Suppose the following:
create schema bv;
create table bv.user(id bigint primary key);
create table bv.user_photo (
id bigint primary key,
url varchar(255) not null,
user_id bigint references bv.user(id)
);
insert into bv.user values (100), (101);
insert into bv.user_photo values
(1, 'https://1.com', 100),
(3, 'https://3.com', 100),
(4, 'https://4.com', 101),
(2, 'https://2.com', 100);
I'd like to query for and build an object for every user, and include only the latest image in the result.
Here's what I have:
select
json_build_object(
'id', u.id,
'latest_image', up.url
) user
from bv.user u
left join bv.user_photo up
on u.id = up.user_id
However this returns:
[
{"id" : 100, "url" : "https://2.com"},
{"id" : 100, "url" : "https://3.com"},
{"id" : 100, "url" : "https://1.com"},
{"id" : 101, "url" : "https://4.com"}
]
However, the expected result is:
[
{"id" : 100, "url" : "https://3.com"},
{"id" : 101, "url" : "https://4.com"}
]
I've tried using distinct
:
select distinct on(u.id)
json_build_object(
'id', u.id,
'url', up.url
) user
from bv.user u
left join bv.user_photo up
on u.id = up.user_id
order by u.id, up.id DESC
But my question is whether or not this is the correct approach? I feel like I shouldn't be using distinct
in such a situation.
With few photos per user, and while you return all (or most) users, DISTINCT ON
is the best approach.
But it's typically faster to get distinct photos before you join:
SELECT json_build_object('id', u.id, 'url', p.url) AS "user"
FROM users u
LEFT JOIN (
SELECT DISTINCT ON (user_id)
user_id, url
FROM user_photo
ORDER BY user_id, id DESC
) p ON p.user_id = u.id;
For many photos per user, an emulated index-skip scan is (much) faster. See:
To produce one summary array, you can skip json_build_object()
. json_agg()
can aggregate the row directly:
SELECT json_agg(sub) AS "users"
FROM (
SELECT u.id, p.url
FROM users u
LEFT JOIN (
SELECT DISTINCT ON (user_id)
user_id, url
FROM user_photo
ORDER BY user_id, id DESC
) p ON p.user_id = u.id
) sub;
Notably, all queries so far include the key "url" with a null value where no photo is found. You may want to strip the noise:
SELECT json_strip_nulls(json_agg(sub)) AS "users"
FROM ...
This seems to be your use case.
A LATERAL
subquery is typically faster. Also deals with many photos per user efficiently!

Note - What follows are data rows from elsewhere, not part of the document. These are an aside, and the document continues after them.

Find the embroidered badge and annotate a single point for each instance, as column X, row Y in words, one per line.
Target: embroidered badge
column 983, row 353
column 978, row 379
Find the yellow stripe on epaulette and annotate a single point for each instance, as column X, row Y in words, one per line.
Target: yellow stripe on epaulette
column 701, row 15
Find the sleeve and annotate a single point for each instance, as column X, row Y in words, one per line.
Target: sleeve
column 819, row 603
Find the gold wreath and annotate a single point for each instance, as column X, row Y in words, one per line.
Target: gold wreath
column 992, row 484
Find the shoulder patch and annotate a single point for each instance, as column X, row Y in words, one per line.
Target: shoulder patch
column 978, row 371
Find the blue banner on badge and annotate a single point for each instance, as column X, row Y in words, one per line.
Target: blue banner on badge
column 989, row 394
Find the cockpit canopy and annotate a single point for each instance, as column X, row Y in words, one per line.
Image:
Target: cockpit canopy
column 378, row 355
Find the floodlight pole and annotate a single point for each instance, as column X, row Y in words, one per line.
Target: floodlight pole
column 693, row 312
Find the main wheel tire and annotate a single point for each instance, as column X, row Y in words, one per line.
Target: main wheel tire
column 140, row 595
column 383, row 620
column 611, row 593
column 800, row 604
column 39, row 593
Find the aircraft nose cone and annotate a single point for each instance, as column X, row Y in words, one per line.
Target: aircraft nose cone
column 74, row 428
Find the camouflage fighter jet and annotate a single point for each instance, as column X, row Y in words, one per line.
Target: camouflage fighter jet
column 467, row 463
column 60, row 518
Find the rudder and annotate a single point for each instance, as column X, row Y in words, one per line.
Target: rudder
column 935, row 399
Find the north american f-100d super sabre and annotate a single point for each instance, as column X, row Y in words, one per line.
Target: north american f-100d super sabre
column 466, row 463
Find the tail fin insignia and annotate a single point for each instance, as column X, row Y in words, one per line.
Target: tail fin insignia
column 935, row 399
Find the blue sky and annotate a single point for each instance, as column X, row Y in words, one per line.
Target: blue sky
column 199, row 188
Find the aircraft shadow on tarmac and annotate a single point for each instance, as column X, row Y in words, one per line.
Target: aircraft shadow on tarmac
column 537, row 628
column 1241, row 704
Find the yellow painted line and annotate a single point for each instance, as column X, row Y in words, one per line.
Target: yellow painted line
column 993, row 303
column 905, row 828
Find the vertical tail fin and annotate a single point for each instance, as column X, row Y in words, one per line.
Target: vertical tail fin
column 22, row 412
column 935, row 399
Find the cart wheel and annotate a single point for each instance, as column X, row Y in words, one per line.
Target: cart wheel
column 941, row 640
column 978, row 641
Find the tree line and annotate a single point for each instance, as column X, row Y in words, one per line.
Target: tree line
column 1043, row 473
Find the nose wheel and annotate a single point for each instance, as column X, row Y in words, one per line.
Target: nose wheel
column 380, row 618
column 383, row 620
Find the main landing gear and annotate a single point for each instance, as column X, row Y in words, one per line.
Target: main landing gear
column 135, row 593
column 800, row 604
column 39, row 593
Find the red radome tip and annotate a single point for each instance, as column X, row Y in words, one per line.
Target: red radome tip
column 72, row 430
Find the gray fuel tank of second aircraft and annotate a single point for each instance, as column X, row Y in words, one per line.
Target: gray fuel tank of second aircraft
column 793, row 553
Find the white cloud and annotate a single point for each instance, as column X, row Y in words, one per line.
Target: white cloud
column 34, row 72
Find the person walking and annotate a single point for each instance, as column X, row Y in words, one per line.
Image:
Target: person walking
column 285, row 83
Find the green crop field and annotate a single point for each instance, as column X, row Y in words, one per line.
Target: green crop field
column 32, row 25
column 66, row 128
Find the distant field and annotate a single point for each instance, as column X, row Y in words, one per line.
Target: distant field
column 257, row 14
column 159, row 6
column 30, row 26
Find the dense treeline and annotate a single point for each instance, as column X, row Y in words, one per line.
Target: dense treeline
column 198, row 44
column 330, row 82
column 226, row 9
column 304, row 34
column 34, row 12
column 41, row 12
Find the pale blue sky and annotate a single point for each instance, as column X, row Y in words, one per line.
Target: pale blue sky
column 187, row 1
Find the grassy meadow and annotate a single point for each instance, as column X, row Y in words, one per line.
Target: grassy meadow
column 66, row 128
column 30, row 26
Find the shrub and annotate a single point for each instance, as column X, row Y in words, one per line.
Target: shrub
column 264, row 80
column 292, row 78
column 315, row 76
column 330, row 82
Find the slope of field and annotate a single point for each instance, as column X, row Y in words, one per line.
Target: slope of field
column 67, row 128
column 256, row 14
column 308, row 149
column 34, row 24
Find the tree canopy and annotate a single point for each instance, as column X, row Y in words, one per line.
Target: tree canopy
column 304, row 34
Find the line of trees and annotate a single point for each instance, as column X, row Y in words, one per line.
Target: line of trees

SELECT json_build_object('id', u.id, 'url', p.url) AS "user"
FROM users u
LEFT JOIN LATERAL (
SELECT up.url
FROM user_photo up
WHERE up.user_id = u.id
ORDER BY up.id DESC
LIMIT 1
) p ON true
WHERE u.id IN (100, 101); -- small selection
SELECT json_strip_nulls(json_agg(sub)) AS "users"
FROM (
SELECT u.id, p.url
FROM users u
LEFT JOIN LATERAL (
SELECT up.url
FROM user_photo up
WHERE up.user_id = u.id
ORDER BY up.id DESC
LIMIT 1
) p ON true
WHERE u.id IN (100, 101) -- small selection
) sub;
DISTINCT ON
does not need an index. All other queries absolutely need an index on user_photo(user_id, id)
. Or even, ideally:
CREATE INDEX ON user_photo (user_id, id DESC) INCLUDE (url);
Aside: Don't use the reserved word "user" as identifier. It works while schema-qualified, but fails without.